Cores essas que são parte importante na
condução da história, já que o filme alterna entre o preto e branco e o
policromático, ditando assim o passado e o presente; a história ocorrida e a descrição
dos autores, que vivenciaram a maior parte dos eventos
Cada uma delas tem um estilo bem único de ser
contada. Iniciando pela breve, mas carismática retratação do passado e presente
de cidade francesa, feita por Herbert Sazerac (Owen Wilson), seu propósito
é contextualizar o expectador no que está por vir, servindo de introdução. Depois
seguimos abruptamente para a história do pintor Moses Rosenthaler (Benicio
Del Toro) sendo poética e romântica, trazendo reflexões sobre a arte pura e
sua perversão diante do comercial. Já a
crônica do jovem idealista Zeffirelli (Timothée
Chalamet) tem um teor revolucionário, que relembra o confronto final
de Os Miseráveis de Vitor Hugo. Por fim, a odisseia culinária de Roebuck Wright
(Jeffrey Wright) evoca o clima "noir" quando retratando o passado, e o vintage no
presente. Nessa última em especial, Wes Anderson chega a acrescentar uma animação,
que de nenhuma forma se torna dissonante com o resto da obra, sendo uma adição
bem divertida, combinando com o humor caricato e satírico, marca do diretor.

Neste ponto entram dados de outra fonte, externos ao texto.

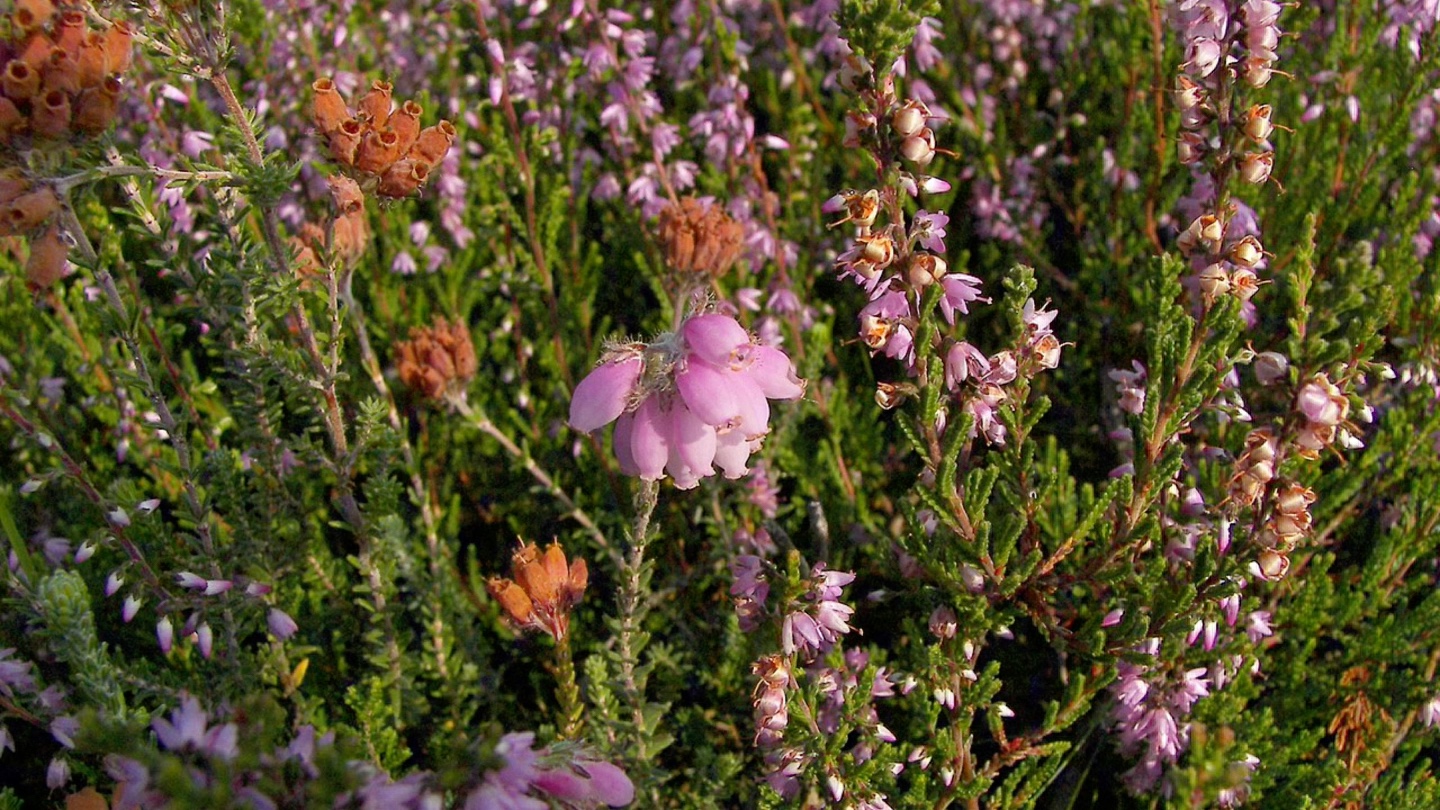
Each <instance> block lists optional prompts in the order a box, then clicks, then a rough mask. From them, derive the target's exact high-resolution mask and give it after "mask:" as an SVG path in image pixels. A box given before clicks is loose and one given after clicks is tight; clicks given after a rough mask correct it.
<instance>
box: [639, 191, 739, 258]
mask: <svg viewBox="0 0 1440 810" xmlns="http://www.w3.org/2000/svg"><path fill="white" fill-rule="evenodd" d="M743 242H744V229H743V228H740V223H739V222H736V221H734V219H730V215H727V213H726V212H724V210H723V209H721V208H720V206H717V205H706V203H703V202H700V200H697V199H696V197H684V199H683V200H680V203H678V205H677V203H670V205H668V206H665V208H664V209H662V210H661V212H660V245H661V248H662V249H664V252H665V264H667V265H670V268H671V270H674V271H677V272H681V274H703V275H711V277H717V278H719V277H720V275H724V274H726V272H727V271H729V270H730V268H732V267H734V262H736V259H739V258H740V248H742V246H743Z"/></svg>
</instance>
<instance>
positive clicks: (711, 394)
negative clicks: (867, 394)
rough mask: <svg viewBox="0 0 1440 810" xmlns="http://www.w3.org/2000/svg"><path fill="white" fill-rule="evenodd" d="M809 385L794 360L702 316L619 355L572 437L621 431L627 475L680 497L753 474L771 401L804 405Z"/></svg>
mask: <svg viewBox="0 0 1440 810" xmlns="http://www.w3.org/2000/svg"><path fill="white" fill-rule="evenodd" d="M804 393H805V383H804V382H802V380H801V379H799V378H796V376H795V368H793V366H792V365H791V360H789V357H788V356H785V353H783V352H780V350H779V349H776V347H773V346H766V344H762V343H757V342H756V340H755V339H753V337H752V336H750V333H747V331H746V330H744V327H742V326H740V324H739V323H737V321H736V320H734V319H733V317H730V316H723V314H716V313H710V314H697V316H691V317H688V319H687V320H685V321H684V323H683V324H681V326H680V329H678V330H677V331H674V333H665V334H661V336H660V337H657V339H655V342H654V343H622V344H615V346H611V347H609V349H608V350H606V352H605V356H603V357H602V360H600V365H599V366H596V369H595V370H593V372H590V373H589V375H588V376H586V378H585V379H583V380H580V383H579V385H577V386H575V396H573V399H572V401H570V427H573V428H575V430H577V431H585V432H590V431H595V430H599V428H602V427H605V425H608V424H611V422H615V438H613V442H615V457H616V460H618V461H619V466H621V471H624V473H625V474H629V476H639V477H641V479H645V480H648V481H654V480H660V479H662V477H665V476H667V474H668V476H670V477H671V479H674V481H675V486H677V487H680V489H691V487H694V486H697V484H698V483H700V479H704V477H708V476H713V474H716V468H717V467H719V468H720V471H721V473H723V474H724V476H726V477H727V479H739V477H742V476H744V474H746V473H749V466H747V464H749V458H750V454H752V453H755V451H756V450H759V447H760V442H762V441H763V440H765V435H766V434H768V432H769V430H770V428H769V421H770V404H769V401H770V399H798V398H799V396H801V395H804Z"/></svg>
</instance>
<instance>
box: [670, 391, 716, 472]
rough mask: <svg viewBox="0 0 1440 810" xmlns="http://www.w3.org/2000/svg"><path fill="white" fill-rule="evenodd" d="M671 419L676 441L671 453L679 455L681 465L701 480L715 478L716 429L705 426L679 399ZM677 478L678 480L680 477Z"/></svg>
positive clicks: (671, 429) (672, 435)
mask: <svg viewBox="0 0 1440 810" xmlns="http://www.w3.org/2000/svg"><path fill="white" fill-rule="evenodd" d="M670 417H671V419H674V427H672V428H671V431H672V432H671V437H674V440H675V442H674V447H671V453H674V454H675V455H678V458H680V461H681V463H684V464H685V466H687V467H690V468H691V470H694V473H696V476H698V477H701V479H703V477H706V476H714V474H716V471H714V467H711V466H710V464H711V461H714V457H716V430H714V427H711V425H707V424H704V422H703V421H701V419H700V417H696V414H694V412H693V411H691V409H690V408H687V406H685V404H684V401H680V399H677V401H675V404H674V406H672V408H671V409H670ZM671 474H674V473H671ZM675 477H677V479H678V476H675Z"/></svg>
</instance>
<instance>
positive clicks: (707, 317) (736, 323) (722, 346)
mask: <svg viewBox="0 0 1440 810" xmlns="http://www.w3.org/2000/svg"><path fill="white" fill-rule="evenodd" d="M681 334H684V337H685V343H687V344H688V346H690V350H691V352H693V353H696V355H698V356H700V357H701V359H703V360H706V362H707V363H713V365H716V366H721V368H724V366H729V365H730V363H732V360H733V359H734V350H736V349H739V347H742V346H749V343H750V333H749V331H746V330H744V327H743V326H740V324H739V323H737V321H736V320H734V319H733V317H730V316H721V314H708V316H696V317H693V319H690V320H687V321H685V324H684V326H683V327H681Z"/></svg>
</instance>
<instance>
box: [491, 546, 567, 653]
mask: <svg viewBox="0 0 1440 810" xmlns="http://www.w3.org/2000/svg"><path fill="white" fill-rule="evenodd" d="M511 575H513V577H514V579H501V578H498V577H495V578H491V579H490V582H487V585H485V587H487V589H490V595H491V597H494V598H495V601H498V602H500V607H501V608H504V611H505V620H507V621H508V623H510V624H511V626H514V627H516V630H518V631H521V633H524V631H528V630H540V631H543V633H547V634H549V636H552V637H553V638H554V640H556V641H563V640H564V637H566V636H567V634H569V631H570V608H573V607H575V605H576V604H579V601H580V597H582V595H585V585H586V582H588V581H589V577H590V574H589V569H588V568H586V565H585V561H583V559H580V558H576V559H575V561H573V562H566V559H564V549H563V548H560V543H550V545H549V546H547V548H546V549H544V553H541V552H540V546H537V545H534V543H521V546H520V548H518V549H516V553H514V556H513V558H511Z"/></svg>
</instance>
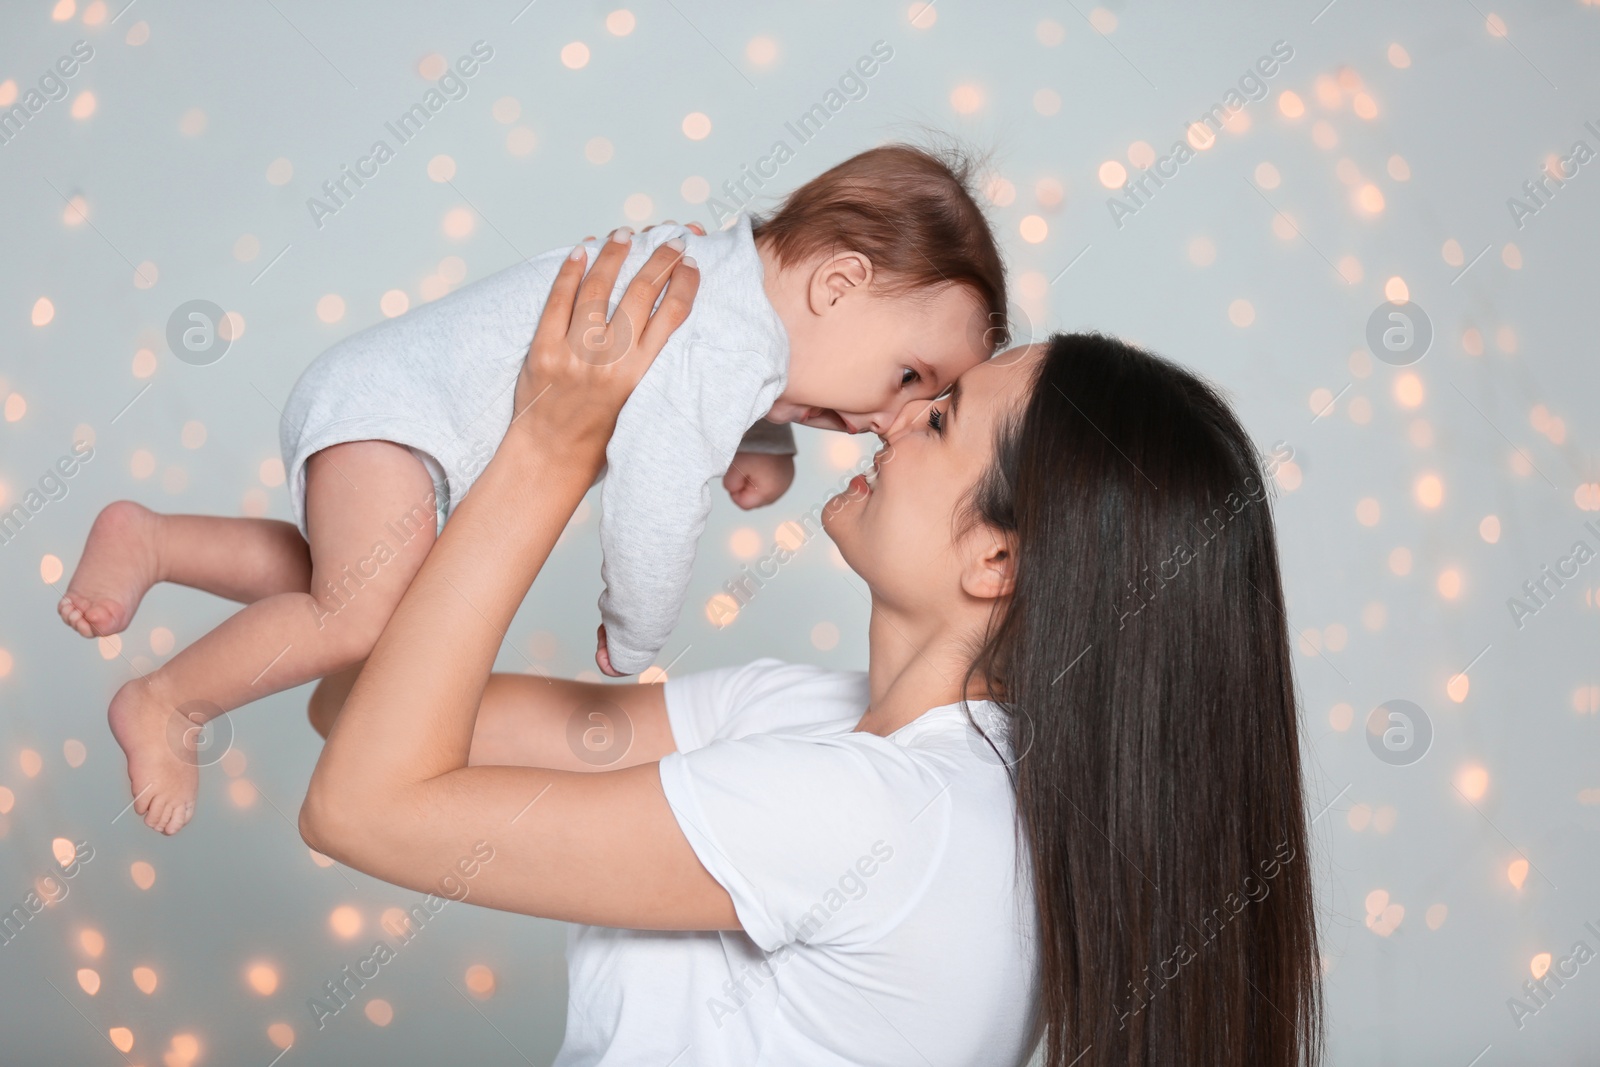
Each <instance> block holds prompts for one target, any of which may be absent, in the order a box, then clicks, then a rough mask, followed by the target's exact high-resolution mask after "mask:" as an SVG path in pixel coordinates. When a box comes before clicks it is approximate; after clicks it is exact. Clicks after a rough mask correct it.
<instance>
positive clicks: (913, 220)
mask: <svg viewBox="0 0 1600 1067" xmlns="http://www.w3.org/2000/svg"><path fill="white" fill-rule="evenodd" d="M973 173H974V163H973V162H971V158H968V157H966V155H963V154H960V152H957V150H954V149H946V150H938V152H933V150H928V149H920V147H917V146H912V144H886V146H882V147H877V149H870V150H867V152H862V154H861V155H853V157H851V158H848V160H845V162H843V163H840V165H838V166H835V168H832V170H827V171H824V173H821V174H818V176H816V178H813V179H811V181H808V182H806V184H803V186H800V187H798V189H795V190H794V192H792V194H789V197H787V198H786V200H784V202H782V205H779V208H778V211H774V213H773V214H770V216H757V218H752V221H750V224H752V232H754V234H755V237H757V240H762V242H768V243H770V248H771V250H773V253H774V254H776V256H778V259H779V261H781V262H784V264H795V262H805V261H806V259H811V258H814V256H824V254H830V253H835V251H858V253H861V254H864V256H866V258H867V259H870V261H872V270H874V280H872V285H874V288H875V290H878V291H880V293H885V294H888V296H899V294H904V293H915V291H930V290H939V288H944V286H947V285H962V286H966V288H968V290H970V291H971V293H973V294H974V296H976V298H978V301H979V304H981V306H982V314H984V322H982V323H981V325H979V331H981V333H982V334H984V338H986V341H987V342H989V344H990V346H992V347H998V346H1002V344H1005V342H1006V338H1008V334H1006V298H1005V264H1003V261H1002V259H1000V245H998V243H997V242H995V235H994V230H990V229H989V219H987V218H984V211H982V208H979V206H978V198H976V197H974V195H973V187H971V186H973Z"/></svg>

Onde
personagens sempre se encontram em situações cômicas, mas agem com naturalidade,
passando credibilidade mesmo diante de absurdos.
O filme possui uma musicalidade que se destaca
na coreografia e expressões dos atores. Todas as cenas são construídas de forma
que seguem um BPM (batimentos por segundo), assim como em uma música, onde
sempre um gesto proemine ou um acontecimento na cena, alinham-se perfeitamente
com a batida. Em algumas cenas, principalmente em planos mais aberto da cidade,
cada elemento pode se encontrar em um BPM diferente. Vale ressaltar que a
trilha sonora não evidencia isso, pois ela não está na mesma batida que a
coreografia, mas se testado com um metrônomo, poderá constatar que toda
composição está em ritmo.
Deve-se parabenizar os atores nesse aspecto, já
que em nenhum momento, eles perdem a naturalidade diante dessa decisão
criativa, sendo tão imperceptível, que apenas é subconscientemente sentida a
sensação de que todo na cena está mais harmoniosa do que o comum.
Tratando das atuações, todos os atores estão
bem, mas pelas decisões criativas do enredo, infelizmente, as grandes estrelas
são mal aproveitadas. O filme conta com um elenco dos sonhos, isso faz com que
coadjuvantes que não chegam a ter um minuto de tela, tenham rostos familiares.
Não há destaque, mas pela liberdade que o
diretor dá aos atores na interpretação, todos cumprem seu papel, entregando exatamente
o que se espera e em nenhum momento, você questiona da vivacidade dos
personagens.
O filme pode ser o ápice de seu estilo, mas
infelizmente em detrimento da homenagem que deseja fazer ao jornalismo de
vanguarda, inspirado na paixão do diretor pela The New Yorker, peca em aspectos
básicos, que não são proeminentes em suas outras obras.
Apesar de não estar entre os melhores que Wes
Anderson já fez, é um filme divertido de se assistir, que definitivamente vale
seu tempo. Mas deve-se ver com a mente aberta, pois não é uma história
convencional nem mesmo para os amantes dos filmes do diretor. Para quem tiver se interessado, o filme se encontra disponível no Stars+.